Based on the information gathered during the Measure phase, the team identified the vital problems of the existing system and derived key requirements for the new system as an output of the Analyze phase (table below).
Deriving the Key Requirements of a New Performance Management System
|Problem with Existing System||Key Requirement for New System|
|Managers were able to influence the targets heavily and were setting up lenient targets. Thus, a lot of employees were rated high performers while the business was not benefitting equally.||• Head of department to set product-line targets. These targets should be used to compare roll-up level metric values to determine each unit’s performance.|
• Current achieved performance levels at unit and department level should be used to derive the future performance targets.

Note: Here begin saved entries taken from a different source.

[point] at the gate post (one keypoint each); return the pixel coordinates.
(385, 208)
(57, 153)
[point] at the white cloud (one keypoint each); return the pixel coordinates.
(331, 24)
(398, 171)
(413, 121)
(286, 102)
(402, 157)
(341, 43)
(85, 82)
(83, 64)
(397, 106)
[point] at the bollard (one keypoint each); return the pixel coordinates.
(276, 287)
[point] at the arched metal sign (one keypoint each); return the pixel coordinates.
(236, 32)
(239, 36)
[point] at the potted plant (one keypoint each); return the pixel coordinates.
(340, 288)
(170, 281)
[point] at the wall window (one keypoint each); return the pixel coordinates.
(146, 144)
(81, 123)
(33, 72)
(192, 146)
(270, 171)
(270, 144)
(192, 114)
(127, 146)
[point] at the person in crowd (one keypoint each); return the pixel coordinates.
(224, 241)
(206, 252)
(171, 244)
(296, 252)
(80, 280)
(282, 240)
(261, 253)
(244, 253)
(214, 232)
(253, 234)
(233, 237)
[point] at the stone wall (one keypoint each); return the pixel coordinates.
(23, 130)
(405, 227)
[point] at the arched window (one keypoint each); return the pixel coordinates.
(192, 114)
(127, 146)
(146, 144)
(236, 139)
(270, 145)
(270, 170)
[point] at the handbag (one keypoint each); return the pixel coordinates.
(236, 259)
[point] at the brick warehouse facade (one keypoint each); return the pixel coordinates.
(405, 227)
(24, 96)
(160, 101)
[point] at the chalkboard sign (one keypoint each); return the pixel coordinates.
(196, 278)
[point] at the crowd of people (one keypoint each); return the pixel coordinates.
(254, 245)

|Performance metrics and ratings across product lines were not standardized, thus making it very difficult to translate and roll up metrics from individual employee to department level.||Standardize performance management process, metrics and ratings to enable quick understanding of process, roll-up of metrics and comparison of employees across product lines.|
|Performance metrics were available only at the end of the month, making it difficult for managers and individual associates to take corrective action proactively.||System should be refreshed daily to provide up-to-date information.|
|Productivity was weighted much higher than quality. The focus on productivity came at the expense of quality.||Equal importance to be given to productivity and quality. Department head should also have a mechanism to change relative importance according to business need.|
|Individuals within each product line were compared against each other, even if performing different tasks. This comparison was not standardized, making entire system biased toward some types of tasks.||Set up peer groups to enable fair comparison. Together with standardized performance metrics and ratings, this should enable comparison across the board.|
|Individual employees did not have access to their own performance metrics, thus hindering self-directed performance improvements.||Each employee should have access to their own performance metrics and should have a way to compare it against the baseline and against the peer group.|
|Month-over-month metric trends were not available. Creating such a trend report required a lot of manual effort.||Month-over-month metrics values and trends should be automatically generated. Also, provide a facility to select the reporting period.|
With its functional silos, the business environment was not conducive to a solution that incorporated a balanced scorecard approach. The functional silos made it difficult to cascade organizational-level targets to departmental-level targets and further to individual-level targets. Due to these reasons, a balanced scorecard approach was eliminated from the scope of the project.
Because a key requirement of the new performance management system was to move from using a fixed-target system to a dynamic-target system, two alternatives for measuring baseline performance were thoroughly explored: 1) the best known performer, also referred to as k-performer, and 2) the average performer. Ultimately the department decided to go with average performance as the baseline.
Before the decision was made to move from a fixed-target-based system to one based on a dynamic target, there was much deliberation on that question. Some of the prominent points that came out of those discussions would be of interest to all practitioners:
- A fixed-target system provides visible targets to employees. Typically, it does not require complex calculations and makes it easy for individual employees to determine their own rating solely based on their own performance. On the other hand, the dynamic-target determination system (either best performer as baseline, or average performer as baseline) makes it difficult to determine the target and leaves employees with some guess work until the final performance targets are derived and announced.
- A fixed-target system is susceptible to violations. Targets could be set so that they are either too strict or too lenient. A dynamic-target determination system fills this gap. It is also self-corrective in nature, and adapts itself according to business and employee performance. For example, in a fixed-target system if there is not enough work to achieve productivity targets, employees would not have enough opportunity to meet the targets and would be rated “below target.” The dynamic target determination system would accommodate such fluctuations and is thus a more robust system.
- Setting the k-performer as a baseline would make the entire population’s performance ranking highly vulnerable to the performance of one individual. This is similar to the impact that an outlier can have on a set of data. Setting the average performance as a baseline reduces this vulnerability, making the system more robust.
Equipped with input from stakeholders and the derived requirements for a new performance management system, the team moved forward with a solution following these five steps:
- Identification of alternatives
- Comparison of alternatives
- Selection of the most feasible alternative
- Creation of an implementation plan
- Implementation of the solution
Those steps were considered from both a functional and an IT perspective.
As part of process control, a technique for automated data validation and verification was employed. This technique helps indicate any out-of-order data point to line managers and the department director. These out-of-order data points and any other significant events are recorded in an event log. An incident log has been established to capture various incidents that take place with respect to the performance management system. The event log and the incident log play a pivotal role in the identification of improvement opportunities.
About 12 months after implementation, the system has been performing to expectations. An evaluation to either maintain the status quo or to improve the system further would be made as part of the strategic planning session for the following year.